"The timing is right to get out to the GCC," says founder Omar Kassim. "Customers are willing to engage with us and have new e-commerce experiences so I think the cards are stacked up right."
"When we started out we were asking ourselves 'why isn't there an Amazon-like experience here?' but one of the reasons for that is because treating the GCC as a single market is a bit of a misnomer. There are a lot of barriers in place, agency issues and bits and pieces in place that mean your addressable audience is very fragmented," continues Kassim.

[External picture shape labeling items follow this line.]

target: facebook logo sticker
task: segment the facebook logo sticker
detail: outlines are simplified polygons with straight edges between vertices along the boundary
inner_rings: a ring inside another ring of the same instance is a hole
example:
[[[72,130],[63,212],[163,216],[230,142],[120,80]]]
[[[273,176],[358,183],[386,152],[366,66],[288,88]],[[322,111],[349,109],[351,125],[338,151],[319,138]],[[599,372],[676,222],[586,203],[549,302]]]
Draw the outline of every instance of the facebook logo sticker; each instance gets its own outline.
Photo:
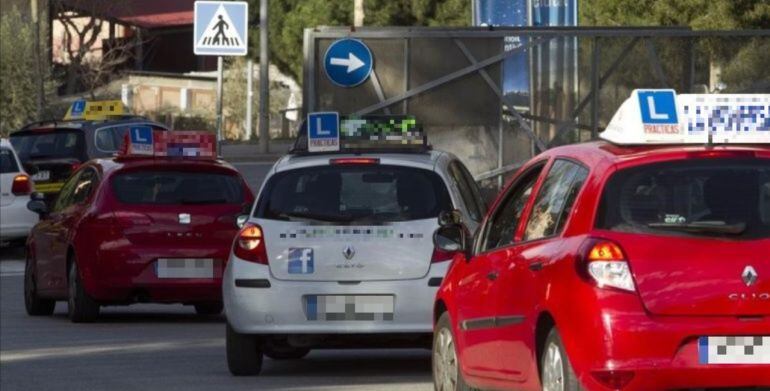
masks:
[[[313,274],[313,249],[289,249],[289,274]]]
[[[639,108],[645,125],[678,124],[674,91],[639,91]]]

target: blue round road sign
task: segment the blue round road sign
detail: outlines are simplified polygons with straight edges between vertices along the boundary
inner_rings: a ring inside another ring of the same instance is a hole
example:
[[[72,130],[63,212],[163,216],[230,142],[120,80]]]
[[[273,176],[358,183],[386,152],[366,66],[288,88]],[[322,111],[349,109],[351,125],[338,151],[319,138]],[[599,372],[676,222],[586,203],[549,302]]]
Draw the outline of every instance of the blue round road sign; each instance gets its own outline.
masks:
[[[355,87],[372,73],[372,52],[363,42],[352,39],[334,41],[324,56],[324,70],[332,83]]]

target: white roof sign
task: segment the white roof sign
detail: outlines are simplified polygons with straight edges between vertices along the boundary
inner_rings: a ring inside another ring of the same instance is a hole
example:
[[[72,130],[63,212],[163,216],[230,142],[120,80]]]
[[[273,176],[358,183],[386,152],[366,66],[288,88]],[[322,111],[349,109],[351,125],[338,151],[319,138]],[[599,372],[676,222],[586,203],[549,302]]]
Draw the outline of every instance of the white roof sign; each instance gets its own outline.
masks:
[[[615,144],[770,144],[770,94],[634,90],[600,137]]]

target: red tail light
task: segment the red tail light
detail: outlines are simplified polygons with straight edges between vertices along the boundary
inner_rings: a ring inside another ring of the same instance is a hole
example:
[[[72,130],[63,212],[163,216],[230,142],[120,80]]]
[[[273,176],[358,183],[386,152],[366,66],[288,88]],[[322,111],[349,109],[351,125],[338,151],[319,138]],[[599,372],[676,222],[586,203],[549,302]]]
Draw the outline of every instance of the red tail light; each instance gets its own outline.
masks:
[[[433,256],[430,258],[430,263],[439,263],[451,261],[455,255],[459,254],[459,251],[443,251],[437,248],[433,249]]]
[[[16,175],[13,178],[13,186],[11,187],[11,193],[14,195],[27,195],[32,193],[32,181],[26,174]]]
[[[235,237],[233,253],[245,261],[267,265],[267,249],[262,227],[256,224],[244,225]]]
[[[380,164],[380,159],[368,157],[343,157],[330,159],[329,164]]]
[[[594,379],[607,388],[620,390],[634,379],[633,371],[594,371]]]
[[[617,243],[605,239],[589,239],[584,248],[581,274],[586,275],[599,288],[636,291],[631,267]]]

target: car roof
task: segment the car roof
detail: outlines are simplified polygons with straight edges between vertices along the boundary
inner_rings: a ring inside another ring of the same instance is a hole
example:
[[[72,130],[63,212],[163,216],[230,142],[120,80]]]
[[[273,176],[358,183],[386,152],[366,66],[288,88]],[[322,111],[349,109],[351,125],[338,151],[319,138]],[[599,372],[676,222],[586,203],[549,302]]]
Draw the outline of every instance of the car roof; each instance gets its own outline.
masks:
[[[128,157],[128,158],[106,158],[93,159],[86,165],[99,166],[104,174],[110,174],[124,168],[149,168],[149,167],[219,167],[225,170],[239,173],[230,163],[217,159],[180,159],[165,157]],[[240,175],[240,174],[239,174]]]
[[[545,156],[568,157],[589,165],[618,164],[657,160],[665,156],[681,156],[692,152],[707,151],[748,151],[770,154],[770,145],[617,145],[607,141],[591,141],[581,144],[570,144],[550,149],[543,153]]]
[[[82,129],[82,130],[94,130],[105,126],[121,125],[121,124],[134,124],[134,123],[149,123],[155,126],[167,129],[166,125],[153,121],[149,118],[142,116],[122,116],[115,119],[107,120],[47,120],[40,122],[32,122],[24,125],[21,129],[12,132],[11,135],[35,129]]]
[[[317,153],[317,154],[288,154],[279,159],[274,166],[275,172],[282,172],[304,167],[329,165],[332,159],[345,158],[377,158],[380,164],[408,166],[434,170],[441,156],[450,155],[443,151],[427,150],[420,152],[387,152],[387,153]]]

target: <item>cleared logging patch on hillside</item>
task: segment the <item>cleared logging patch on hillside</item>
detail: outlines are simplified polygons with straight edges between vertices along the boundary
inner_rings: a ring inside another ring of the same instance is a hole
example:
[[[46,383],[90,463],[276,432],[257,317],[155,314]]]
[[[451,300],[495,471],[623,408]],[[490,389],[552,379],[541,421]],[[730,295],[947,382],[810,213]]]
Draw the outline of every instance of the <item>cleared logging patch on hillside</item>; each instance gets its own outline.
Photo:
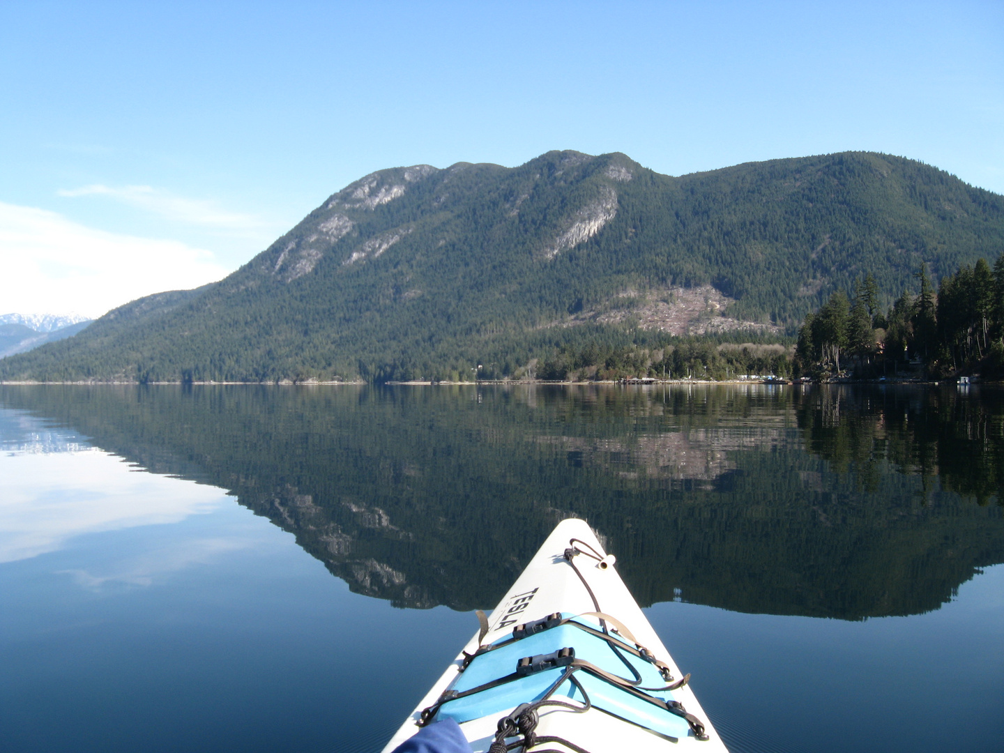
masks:
[[[659,288],[645,293],[625,290],[604,306],[576,314],[568,324],[620,324],[635,319],[643,329],[655,329],[681,337],[740,330],[781,331],[773,324],[727,316],[728,308],[734,302],[733,298],[711,285]]]

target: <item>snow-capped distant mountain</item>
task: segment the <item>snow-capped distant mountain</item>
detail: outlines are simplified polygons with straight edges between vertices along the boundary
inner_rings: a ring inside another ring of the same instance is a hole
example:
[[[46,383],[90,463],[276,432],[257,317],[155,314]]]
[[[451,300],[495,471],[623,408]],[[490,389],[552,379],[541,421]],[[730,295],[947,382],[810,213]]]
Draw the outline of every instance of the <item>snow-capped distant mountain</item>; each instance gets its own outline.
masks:
[[[52,332],[89,320],[89,316],[80,314],[0,314],[0,324],[22,324],[36,332]]]

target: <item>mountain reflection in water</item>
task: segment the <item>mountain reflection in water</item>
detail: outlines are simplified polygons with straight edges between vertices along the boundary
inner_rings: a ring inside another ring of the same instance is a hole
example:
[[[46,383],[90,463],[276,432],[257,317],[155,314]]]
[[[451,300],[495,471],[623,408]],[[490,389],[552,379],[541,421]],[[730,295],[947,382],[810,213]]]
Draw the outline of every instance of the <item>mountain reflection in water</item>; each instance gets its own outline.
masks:
[[[924,388],[0,388],[212,484],[357,592],[491,607],[583,517],[643,604],[861,619],[1004,561],[1004,400]]]

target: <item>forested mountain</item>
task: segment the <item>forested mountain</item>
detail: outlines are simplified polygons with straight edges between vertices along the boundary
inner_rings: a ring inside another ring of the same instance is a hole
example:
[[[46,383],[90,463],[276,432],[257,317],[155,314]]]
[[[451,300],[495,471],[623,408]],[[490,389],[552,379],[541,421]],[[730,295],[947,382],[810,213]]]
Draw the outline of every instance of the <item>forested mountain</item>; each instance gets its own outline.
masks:
[[[677,335],[776,339],[864,273],[892,297],[922,263],[938,279],[1000,249],[1004,197],[870,153],[680,178],[576,152],[399,168],[334,194],[221,282],[109,312],[0,360],[0,379],[644,370]]]

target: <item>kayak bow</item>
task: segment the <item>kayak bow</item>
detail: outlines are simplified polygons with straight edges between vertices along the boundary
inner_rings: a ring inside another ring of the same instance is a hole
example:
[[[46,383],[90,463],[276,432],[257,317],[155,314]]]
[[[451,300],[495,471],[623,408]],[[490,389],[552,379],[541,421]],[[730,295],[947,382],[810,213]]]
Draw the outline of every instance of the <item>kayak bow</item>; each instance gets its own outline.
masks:
[[[727,753],[614,561],[560,522],[384,753],[445,720],[475,753]]]

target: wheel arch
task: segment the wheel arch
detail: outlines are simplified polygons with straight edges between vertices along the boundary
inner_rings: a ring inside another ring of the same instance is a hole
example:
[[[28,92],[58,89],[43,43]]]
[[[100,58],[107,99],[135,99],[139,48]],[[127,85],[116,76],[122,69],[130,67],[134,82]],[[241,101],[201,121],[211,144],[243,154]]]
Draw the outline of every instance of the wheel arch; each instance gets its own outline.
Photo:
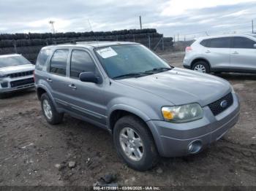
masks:
[[[50,91],[48,90],[48,88],[46,86],[45,86],[44,85],[39,85],[37,86],[37,98],[39,101],[41,101],[42,95],[45,93],[49,96],[50,98],[51,99],[51,101],[53,103],[54,106],[56,108],[57,108],[57,105],[56,105],[56,102],[54,101],[53,95],[50,93]]]
[[[133,109],[128,106],[119,105],[113,108],[110,112],[108,122],[108,126],[109,129],[112,131],[118,120],[126,115],[133,115],[140,119],[143,122],[145,122],[146,125],[146,122],[150,120],[150,118],[141,111]]]

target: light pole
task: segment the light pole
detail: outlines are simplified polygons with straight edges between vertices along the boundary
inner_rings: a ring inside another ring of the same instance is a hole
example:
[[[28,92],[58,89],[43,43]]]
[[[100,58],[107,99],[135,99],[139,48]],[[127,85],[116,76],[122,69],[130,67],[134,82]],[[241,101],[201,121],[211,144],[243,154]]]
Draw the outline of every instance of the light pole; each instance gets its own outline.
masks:
[[[51,28],[52,28],[53,34],[55,34],[54,23],[55,23],[55,21],[53,21],[53,20],[49,21],[49,24],[51,26]]]

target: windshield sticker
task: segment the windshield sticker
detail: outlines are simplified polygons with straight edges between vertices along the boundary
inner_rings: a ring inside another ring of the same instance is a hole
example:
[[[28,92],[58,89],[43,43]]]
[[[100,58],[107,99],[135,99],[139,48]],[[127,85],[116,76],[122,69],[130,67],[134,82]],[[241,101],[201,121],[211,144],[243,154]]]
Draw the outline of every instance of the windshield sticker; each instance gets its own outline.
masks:
[[[116,52],[113,50],[111,47],[103,48],[103,49],[97,50],[97,52],[102,58],[108,58],[110,57],[117,55]]]

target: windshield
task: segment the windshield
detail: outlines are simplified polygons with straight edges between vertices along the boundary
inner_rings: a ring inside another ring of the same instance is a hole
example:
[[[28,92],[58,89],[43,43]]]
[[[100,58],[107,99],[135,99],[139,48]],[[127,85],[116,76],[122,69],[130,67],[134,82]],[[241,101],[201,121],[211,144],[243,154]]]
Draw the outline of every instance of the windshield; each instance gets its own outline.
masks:
[[[29,61],[22,55],[0,57],[0,68],[29,63]]]
[[[110,78],[138,77],[162,72],[171,67],[140,44],[113,45],[95,49]]]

"While you've got access to a population of up to 50 million, you need to address them very locally, with local inventory and delivery channels on the ground. It's hard to that on a regional basis," he explains.
The payments issue
Though previously a deterrent, online payments are no longer a barrier, perhaps aside from a lack of confidence amongst a few - a diminishing faction of technophobes - but cash on delivery (COD) payments appear to remain standard fare.
Last year the Wamda, an incubation platform for entrepreneurs in Mena, hosted a conference on mobile payments. It was Aramex's COO, Iyad Kamal, announced the 300% growth in e-commerce and also shared that, as of summer 2012, only 30% of all e-commerce sales in Mena were paid for via online transactions, meaning 70% were COD. Kamal explained that COD leads to a much higher return (and therefore refund) rate - 15% compared with 2% for products paid for online. Jordan leads in terms of cash payments, followed by Bahrain, Oman, the UAE and Qatar.
However, this could be the year we start to see COD usurped with PayPal setting their sights on doubling its Mena activity over three years. The online payment provider enabled customers in seven of the region's countries to link their accounts with local banks, according to Reuters in November.
Owned by online auctioneer eBay Inc, PayPal now has one million customers in Mena, half of whom reside in the UAE. Customers previously needed a debit or credit card issued from outside the region. Since Q4 2012, shoppers in Saudi Arabia, UAE, Bahrain, Kuwait, Qatar, Oman and Jordan can now connect their bank accounts to PayPal, who plan to keep expanding across the Arab world.
Now residents of Saudi Arabia, the UAE, Bahrain, Kuwait, Qatar, Oman and Jordan can link a PayPal account to locally issued Visa, MasterCard or American Express credit or debit cards, with PayPal planning to expand this to nearby countries.
What does not hurt growth is choice. Armies of consumers are wielding cash and PayPal apps, debit and credit cards, toward a growing array of retail outlets online, backed up by social channels. There is no shortage of virtual footfall and with more shoppers accessing the internet than ever before the trend can only continue.